That made me think of this section of Bill Clinton's big speech:
Meanwhile, I was still trying to get her to marry me. The second time I asked, I tried a different tactic. I said, "I really want you to marry me, but you shouldn't do it." She smiled and looked at me like what is this boy up to. She said, "That is not a very good sales pitch." I said, "I know but it's true." And I meant it. It was true. I said, "I know most of the young Democrats our age who want to go into politics, they mean well and they speak well, but none of them is as good as you are at actually doing things to make positive changes in people's lives."It takes a third asking before she agrees to marry him, but she's already moved to Arkansas and begun living with (near?) him. He's linked her up with a job at the law school where he works. Why would she go and teach in Arkansas if not to be with him? There's a way that you go about getting a lawprof position if that's what you want, and the normal thing to do is to apply to the best schools in the places where you'd be willing to live and to see how well you can do.
So I suggested she go home to Illinois or move to New York and look for a chance to run for office.

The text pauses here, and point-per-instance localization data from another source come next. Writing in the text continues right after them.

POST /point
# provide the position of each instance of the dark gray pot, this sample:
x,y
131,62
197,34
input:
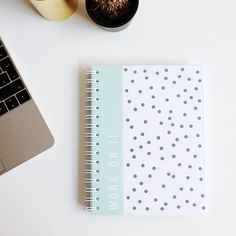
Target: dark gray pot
x,y
116,25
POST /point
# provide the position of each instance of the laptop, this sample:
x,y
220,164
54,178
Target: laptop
x,y
23,131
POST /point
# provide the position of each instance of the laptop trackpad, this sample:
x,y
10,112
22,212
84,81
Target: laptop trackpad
x,y
2,168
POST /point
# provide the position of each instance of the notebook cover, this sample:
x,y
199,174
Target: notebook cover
x,y
147,140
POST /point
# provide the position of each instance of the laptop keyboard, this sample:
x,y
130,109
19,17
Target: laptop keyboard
x,y
13,92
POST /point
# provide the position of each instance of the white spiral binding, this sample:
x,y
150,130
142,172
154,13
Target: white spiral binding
x,y
91,131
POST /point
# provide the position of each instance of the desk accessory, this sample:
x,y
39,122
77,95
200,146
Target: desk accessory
x,y
55,9
144,140
23,132
112,15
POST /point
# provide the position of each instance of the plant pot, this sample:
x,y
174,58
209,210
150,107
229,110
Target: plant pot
x,y
55,9
107,21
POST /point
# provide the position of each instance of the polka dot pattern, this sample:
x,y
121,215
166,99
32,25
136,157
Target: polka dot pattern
x,y
163,140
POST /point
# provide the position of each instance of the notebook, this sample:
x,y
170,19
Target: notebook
x,y
145,140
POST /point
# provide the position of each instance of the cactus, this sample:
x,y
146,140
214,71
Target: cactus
x,y
111,8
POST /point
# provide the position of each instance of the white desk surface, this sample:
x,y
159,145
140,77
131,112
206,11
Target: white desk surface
x,y
40,197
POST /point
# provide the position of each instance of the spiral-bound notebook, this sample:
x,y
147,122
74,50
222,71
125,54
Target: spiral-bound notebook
x,y
145,140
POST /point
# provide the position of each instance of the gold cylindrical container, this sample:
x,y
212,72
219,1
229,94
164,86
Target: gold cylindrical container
x,y
55,9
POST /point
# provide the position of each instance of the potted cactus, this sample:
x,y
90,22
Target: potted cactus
x,y
112,15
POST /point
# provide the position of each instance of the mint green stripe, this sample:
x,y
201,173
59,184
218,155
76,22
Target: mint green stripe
x,y
110,174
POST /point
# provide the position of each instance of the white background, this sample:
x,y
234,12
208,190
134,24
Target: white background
x,y
40,198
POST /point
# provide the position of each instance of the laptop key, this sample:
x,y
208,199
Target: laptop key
x,y
3,108
4,79
7,66
3,53
11,103
11,89
23,96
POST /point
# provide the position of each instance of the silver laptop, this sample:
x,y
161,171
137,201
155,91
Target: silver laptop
x,y
23,131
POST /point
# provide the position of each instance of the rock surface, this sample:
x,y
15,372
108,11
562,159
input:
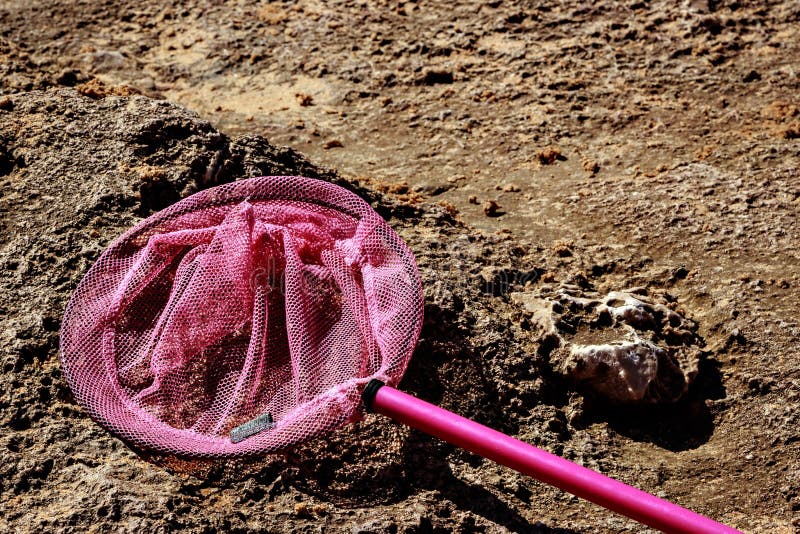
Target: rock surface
x,y
629,145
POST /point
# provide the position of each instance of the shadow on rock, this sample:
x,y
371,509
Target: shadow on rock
x,y
683,425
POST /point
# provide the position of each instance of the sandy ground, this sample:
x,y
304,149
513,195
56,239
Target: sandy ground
x,y
542,146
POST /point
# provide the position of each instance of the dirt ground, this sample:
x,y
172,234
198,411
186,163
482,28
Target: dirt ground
x,y
549,150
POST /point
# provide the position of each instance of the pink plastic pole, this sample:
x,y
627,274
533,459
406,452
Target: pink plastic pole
x,y
542,465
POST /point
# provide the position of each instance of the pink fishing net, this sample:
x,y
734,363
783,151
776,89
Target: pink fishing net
x,y
244,319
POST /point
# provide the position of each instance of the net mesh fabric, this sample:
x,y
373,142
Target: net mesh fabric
x,y
273,295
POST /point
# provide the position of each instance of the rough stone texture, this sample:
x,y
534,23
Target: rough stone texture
x,y
81,170
628,144
625,346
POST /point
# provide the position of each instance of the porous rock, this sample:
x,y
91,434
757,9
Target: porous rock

She laughed and said, "Are you out of your mind? Nobody would ever vote for me." So I finally got her to come visit me in Arkansas. And when she did, the people at the law school were so impressed, they offered her a teaching position. And she decided to take a huge chance.
She moved to a strange place, more rural and conservative than anywhere she had been. Where she knew good and well that people were wondering what in the world she was like and whether they could or should accept her. Didn't take them long to find out what she was like....
Any graduate of Yale Law School would know to do that if she wanted to enter academia. You wouldn't just snap up a job because Arkansas happened to see you when you were in town and threw an offer your way. Obviously, she was stepping down career-wise in order to be with Bill — a man whose offer of marriage she'd already turned down twice.
I know, it's only the story he tells, certainly not the whole truth and possibly hardly true at all, but I'm analyzing the speech. Bear with me.
Later, he buys a house and she — liking the house?! — accepts his offer of marriage, but it's the decision to bag her high-level career and exile herself in Arkansas that's really important, and look why she does it. It's the idea that in Illinois or New York, she'll have trouble establishing a power base, and not just because these places are big, but because "Nobody would ever vote for me." Why not? And what does that have to do with marrying her fortunes to Bill?
We know the answer to that question. It's the basis of the statement in the post title. She had a lot but she lacked something crucial, political charisma. She's still got that problem, even after all those decades of hard work and dogged desire. Bill was the magic missing ingredient, and she needed that in him. I know that last phrase looks like double entendre, but I only mean to dangle that in front of you for your amusement, not because I believe it's true that she wanted him sexually. She wanted his charisma in her, merged with her, giving her what without which Nobody would ever vote for me.